Tang: What projects have been finished, what roads have been built, and how this helps the poor. I’ve always loved watching since I was a child, and every day I see positive changes in the country.
LatePost: I have loved watching the CCTV evening news since I was a child. What was your ideal at that time?
Tang: I wanted to be the mayor of Hefei, but I failed to join the communist party. When I was a squad leader in high school, I was removed because I told the teacher in charge, “You have a problem with this (mathematics) solution.” The teacher was shocked and asked what I was on about.
LatePost: If you became the mayor of Hefei, would you invest in NIO?
Tang: I don’t know, maybe I would think in another way in that system. People’s values are formed when they are young, so I know what age a person is when I hear them sing.

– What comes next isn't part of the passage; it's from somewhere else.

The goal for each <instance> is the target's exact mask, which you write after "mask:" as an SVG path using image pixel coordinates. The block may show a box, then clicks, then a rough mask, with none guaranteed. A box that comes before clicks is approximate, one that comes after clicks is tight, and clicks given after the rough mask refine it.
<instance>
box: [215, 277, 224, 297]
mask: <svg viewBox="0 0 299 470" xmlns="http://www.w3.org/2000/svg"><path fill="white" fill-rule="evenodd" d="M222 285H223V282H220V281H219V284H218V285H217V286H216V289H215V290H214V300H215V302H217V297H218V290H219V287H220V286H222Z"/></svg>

LatePost: You were born in 1982, and your friend said that you love to sing “On the Water” – what era are you really from?
Tang: Ren Zhengfei and I are in the same generation. Because I grew up with my grandparents, my grandma sings Teresa Teng’s song, and my grandpa sings “Singing for the Motherland” – do you understand that I cry when I hear “Singing for the Motherland”?

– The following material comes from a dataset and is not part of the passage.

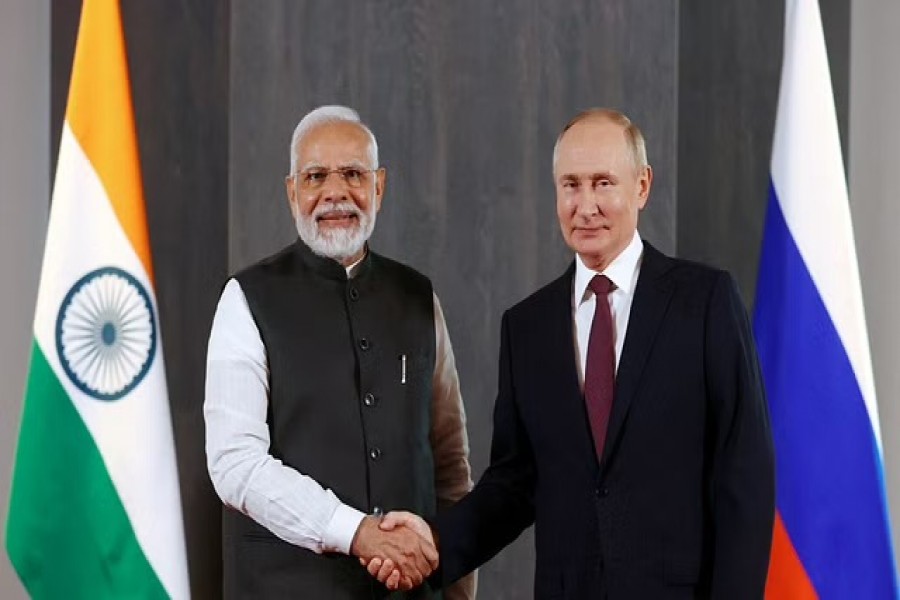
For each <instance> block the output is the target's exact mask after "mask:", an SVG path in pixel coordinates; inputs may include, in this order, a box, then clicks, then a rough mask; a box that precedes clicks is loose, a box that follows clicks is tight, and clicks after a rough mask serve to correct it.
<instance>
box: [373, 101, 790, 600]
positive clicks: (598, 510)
mask: <svg viewBox="0 0 900 600" xmlns="http://www.w3.org/2000/svg"><path fill="white" fill-rule="evenodd" d="M554 177H555V181H556V189H557V214H558V216H559V222H560V226H561V228H562V233H563V237H564V238H565V240H566V243H567V244H568V245H569V246H570V247H571V248H572V250H573V251H574V252H575V254H576V258H575V260H574V262H573V264H572V265H571V266H570V267H569V269H568V270H567V271H566V272H565V274H563V276H562V277H560V278H559V279H557V280H556V281H554V282H552V283H550V284H549V285H547V286H545V287H544V288H542V289H540V290H538V291H537V292H536V293H534V294H532V295H531V296H530V297H528V298H527V299H525V300H523V301H522V302H520V303H519V304H517V305H516V306H514V307H513V308H511V309H510V310H508V311H507V312H506V314H505V315H504V316H503V324H502V328H501V346H500V375H499V393H498V396H497V402H496V406H495V411H494V437H493V444H492V449H491V463H490V466H489V467H488V469H487V471H486V472H485V473H484V476H483V477H482V478H481V480H480V481H479V482H478V484H477V485H476V486H475V489H474V490H473V491H472V492H471V493H470V494H469V495H468V496H467V497H465V498H464V499H463V501H462V502H460V503H459V504H458V505H457V506H455V507H454V508H452V509H450V510H449V511H447V512H445V513H443V514H440V515H439V516H438V518H437V519H436V520H435V523H433V526H434V528H435V531H436V533H437V535H436V537H437V539H438V541H439V550H440V559H441V570H440V572H439V573H438V575H437V580H436V583H437V584H438V585H442V584H446V583H449V582H451V581H454V580H456V579H457V578H459V577H461V576H462V575H463V574H465V573H467V572H469V571H471V570H472V569H474V568H476V567H478V566H479V565H481V564H482V563H484V562H485V561H487V560H489V559H490V558H491V557H493V556H494V555H495V554H496V553H497V552H499V551H500V550H501V549H502V548H503V547H504V546H506V545H507V544H509V543H510V542H512V541H513V540H514V539H515V538H516V537H517V536H518V535H519V534H520V533H521V532H522V531H523V530H524V529H525V528H526V527H528V526H529V525H531V524H532V523H533V524H534V525H535V548H536V555H537V564H536V575H535V597H536V598H571V599H579V600H580V599H585V598H609V599H610V600H613V599H619V598H622V599H632V598H654V599H655V598H722V599H729V600H733V599H739V598H762V596H763V591H764V588H765V580H766V572H767V567H768V557H769V548H770V543H771V532H772V523H773V519H774V501H775V499H774V473H773V450H772V442H771V435H770V430H769V421H768V413H767V408H766V403H765V394H764V390H763V386H762V381H761V376H760V371H759V366H758V364H757V358H756V351H755V348H754V342H753V337H752V334H751V329H750V325H749V322H748V319H747V314H746V311H745V309H744V306H743V304H742V302H741V300H740V297H739V296H738V292H737V290H736V288H735V284H734V282H733V280H732V278H731V277H730V276H729V275H728V274H727V273H726V272H723V271H720V270H716V269H712V268H710V267H706V266H703V265H699V264H696V263H692V262H687V261H684V260H678V259H674V258H669V257H667V256H664V255H663V254H661V253H660V252H658V251H657V250H655V249H654V248H653V247H652V246H650V245H649V244H647V243H645V242H642V240H641V238H640V236H639V235H638V233H637V221H638V214H639V212H640V210H641V209H643V208H644V206H645V204H646V202H647V198H648V195H649V193H650V186H651V182H652V170H651V168H650V167H649V165H648V164H647V159H646V150H645V147H644V141H643V137H642V135H641V133H640V131H639V130H638V128H637V127H636V126H634V125H633V124H632V123H631V122H630V121H629V120H628V118H627V117H625V116H624V115H622V114H621V113H618V112H615V111H611V110H606V109H594V110H590V111H587V112H585V113H582V114H580V115H578V116H577V117H576V118H575V119H573V120H572V121H571V122H570V123H569V124H568V125H567V126H566V128H565V129H564V130H563V132H562V133H561V134H560V137H559V139H558V140H557V145H556V148H555V150H554ZM398 525H405V526H409V527H413V528H415V529H416V530H417V531H418V532H419V533H420V535H423V536H425V537H428V536H429V534H430V533H431V532H430V531H429V530H428V529H427V528H426V527H423V523H422V522H421V521H420V520H418V518H417V517H415V516H414V515H410V514H409V513H396V514H392V515H389V516H388V517H387V518H385V520H384V522H383V523H382V527H383V528H391V527H395V526H398ZM369 571H370V573H373V574H376V575H378V576H379V578H381V579H382V580H385V579H387V580H388V583H389V584H391V583H396V581H397V580H398V572H397V570H395V569H393V565H392V563H391V562H390V561H381V560H377V559H376V560H373V561H372V562H371V563H370V564H369ZM391 579H393V582H392V581H391Z"/></svg>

I also love to sing “The Kingdom of Daughters.” I think Tang Seng can pass other levels, and the most difficult one is “The Kingdom of Daughters.” I often say that the boss must have mental power, not brain power. So I think Tang Seng is the best CEO.
LatePost: You have repeatedly expressed your admiration for Huawei. Why do you admire them most?

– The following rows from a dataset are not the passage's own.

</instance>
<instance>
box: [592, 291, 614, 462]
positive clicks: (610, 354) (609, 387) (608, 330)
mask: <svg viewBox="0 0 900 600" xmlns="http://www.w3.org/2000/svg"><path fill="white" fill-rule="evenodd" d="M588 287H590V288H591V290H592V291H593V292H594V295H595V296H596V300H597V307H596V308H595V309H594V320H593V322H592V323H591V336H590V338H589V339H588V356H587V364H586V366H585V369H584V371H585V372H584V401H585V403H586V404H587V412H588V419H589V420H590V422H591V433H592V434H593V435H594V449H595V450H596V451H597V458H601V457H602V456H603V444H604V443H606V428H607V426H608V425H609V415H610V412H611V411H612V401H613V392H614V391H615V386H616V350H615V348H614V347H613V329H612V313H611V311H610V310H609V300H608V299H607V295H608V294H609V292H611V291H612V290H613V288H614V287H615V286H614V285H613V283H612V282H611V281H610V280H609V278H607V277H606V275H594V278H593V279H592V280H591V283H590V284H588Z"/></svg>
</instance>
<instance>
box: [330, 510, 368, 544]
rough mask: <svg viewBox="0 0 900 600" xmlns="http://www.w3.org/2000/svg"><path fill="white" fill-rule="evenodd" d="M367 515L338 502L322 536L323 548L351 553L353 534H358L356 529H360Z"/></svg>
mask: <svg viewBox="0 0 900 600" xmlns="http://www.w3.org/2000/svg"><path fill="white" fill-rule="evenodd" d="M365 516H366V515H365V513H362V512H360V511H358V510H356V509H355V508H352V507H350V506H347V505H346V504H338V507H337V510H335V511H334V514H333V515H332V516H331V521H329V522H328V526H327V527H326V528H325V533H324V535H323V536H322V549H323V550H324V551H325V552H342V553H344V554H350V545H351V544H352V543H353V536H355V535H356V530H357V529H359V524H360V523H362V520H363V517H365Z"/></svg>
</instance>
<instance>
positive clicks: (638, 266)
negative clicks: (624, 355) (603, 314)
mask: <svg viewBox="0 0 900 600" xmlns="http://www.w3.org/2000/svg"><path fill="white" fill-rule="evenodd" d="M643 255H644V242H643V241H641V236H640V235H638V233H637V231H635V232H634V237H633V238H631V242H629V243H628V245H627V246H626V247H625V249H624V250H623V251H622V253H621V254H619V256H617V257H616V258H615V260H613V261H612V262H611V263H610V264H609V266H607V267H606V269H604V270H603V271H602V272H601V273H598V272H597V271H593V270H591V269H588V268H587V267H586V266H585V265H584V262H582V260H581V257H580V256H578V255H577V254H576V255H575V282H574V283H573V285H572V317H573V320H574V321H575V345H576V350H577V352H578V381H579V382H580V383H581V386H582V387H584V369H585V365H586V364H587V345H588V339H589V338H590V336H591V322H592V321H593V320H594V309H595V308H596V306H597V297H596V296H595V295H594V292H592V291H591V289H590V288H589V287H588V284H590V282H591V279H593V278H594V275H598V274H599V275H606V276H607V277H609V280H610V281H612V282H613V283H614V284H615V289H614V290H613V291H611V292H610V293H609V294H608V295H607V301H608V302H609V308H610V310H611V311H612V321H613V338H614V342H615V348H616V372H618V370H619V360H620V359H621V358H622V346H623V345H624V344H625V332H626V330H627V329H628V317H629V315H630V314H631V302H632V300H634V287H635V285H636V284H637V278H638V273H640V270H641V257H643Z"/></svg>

Tang: I think Ren Zhengfei is a person who speaks basic truths in the vernacular.
When I was in college, I especially wanted to ask the school why it didn’t teach us to learn Java and PHP and would instead always talk to us about computer systems. I think there is something to talk about there, but it can’t solve the big problems. I said I’m going to write code and build a website. I even want to sign up for a crash course on some website. Later I understood that some things have changed. Today you need Java, tomorrow you need PHP, and after two years you need other things. Those things are not worth learning. What is really valuable is the most basic things such as systems, language and mathematics.
The same is true for business. Ren Zhengfei is right. There is no need to rationalize. If tofu is made well people will buy it. There is a model of business schools in this world whereby courses are sold to make money and induce everyone to make quick progress. But the real best educational institutions are Harvard and Yale. They first teach principles. They expect graduates to donate money to them, so they must find a way to educate the students well.
LatePost: But you attended China Europe Business School and Lakeside College.
Tang: I had nothing to do back then. I never felt that class was important – I made friends and left.
LatePost: Who is a true friend in your heart?
Tang: I once told freshmen at China Europe Business School that there should be four principles in business school: First, do not face opportunities, but face future trends. Second, don’t make business partners, but make friends of the soul. Many people go to business schools to do business, and these kinds of people get worse and worse. I think a CEO is very lonely and needs some people to drink and chat. The third is not only to look for things that change, but to look for things that are unchanged.
LatePost: It’s a good summary, but this is what Bezos said.
Tang: It doesn’t matter if I quote it. I like to study what the people who have made money say. Bezos, Jobs, Buffett, I don’t believe what others say.
LatePost: You like to use two words – one is “niubi” (a vulgar word loosely translated as “awesome”) and the other is “shabi” (another vulgar word meaning “idiot”) to describe things. Why?
Tang: Simple and direct.
LatePost: Are there more moderate descriptions?
Tang: Are moderate descriptions important? Most of my own situation is like this, occasionally “niubi” occasionally “shabi.”